U.S. and Argentinian officials signed an agreement Friday to work together to strengthen the energy infrastructure in both countries.

The agreement, called the Framework to Strengthen Infrastructure Investment and Energy Cooperation, was signed at the G20 Leaders’ Summit in Buenos Aires. It was signed by U.S. Secretary of the Treasury Steven Mnuchin and Treasury Minister of the Argentine Republic Nicolas Dujovne.

“Today’s Framework is part of a U.S. initiative called America Crece, or the Americas Grow – in this case by expanding opportunities in energy trade, investment and finance and spurring economic growth for both countries. This Framework should help catalyze private sector capital for investments across the energy value chain, including upstream energy production, as well as power generation, transmission, and distribution,” Mnuchin said. “Energy is a key driver of economic development. This Framework provides a basis for energy growth, integration, and security. It is a great step forward for the United States and Argentina.”

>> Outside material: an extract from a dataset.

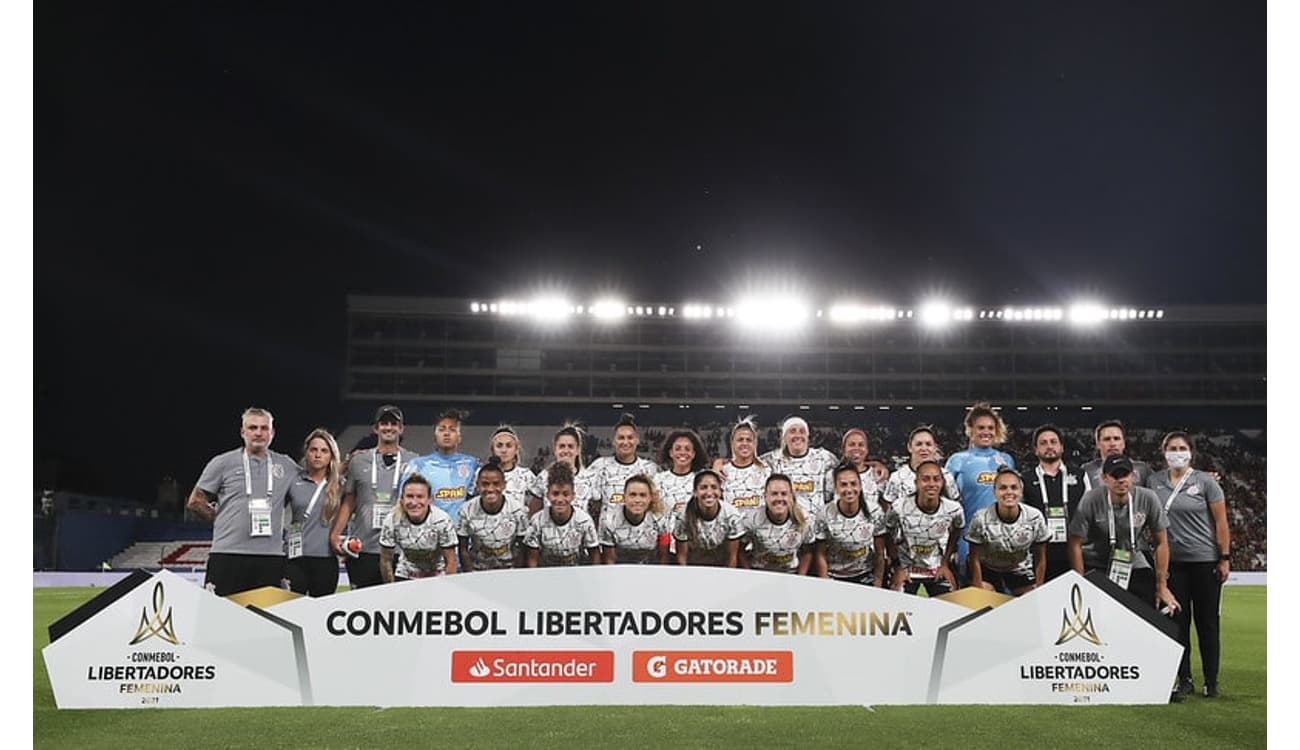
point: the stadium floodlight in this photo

Through this agreement, the two countries will integrate cleaner energy sources, including natural gas and renewable energy, and develop adequate natural gas storage capacity. They will also develop refined midstream and downstream infrastructure. Additionally, they will expand electricity generation from natural gas and convert existing fossil fuel power plants to operate using combined cycle natural gas technology. Further, the two nations will work together to accelerate Argentina’s adoption of innovative power technologies, including renewables and related micro, mini-grid and battery storage systems.

The United States and Argentina will also invest in high-voltage power transmission infrastructure and national and international interconnection and enhance energy efficiency, smart-grid technology usage, and “smart” buildings. Finally, the two countries agreed to develop deep and liquid markets for energy commodities and infrastructure-backed debt instruments. They will also support investments in infrastructure and development of the energy sector to achieve growth objectives of each country.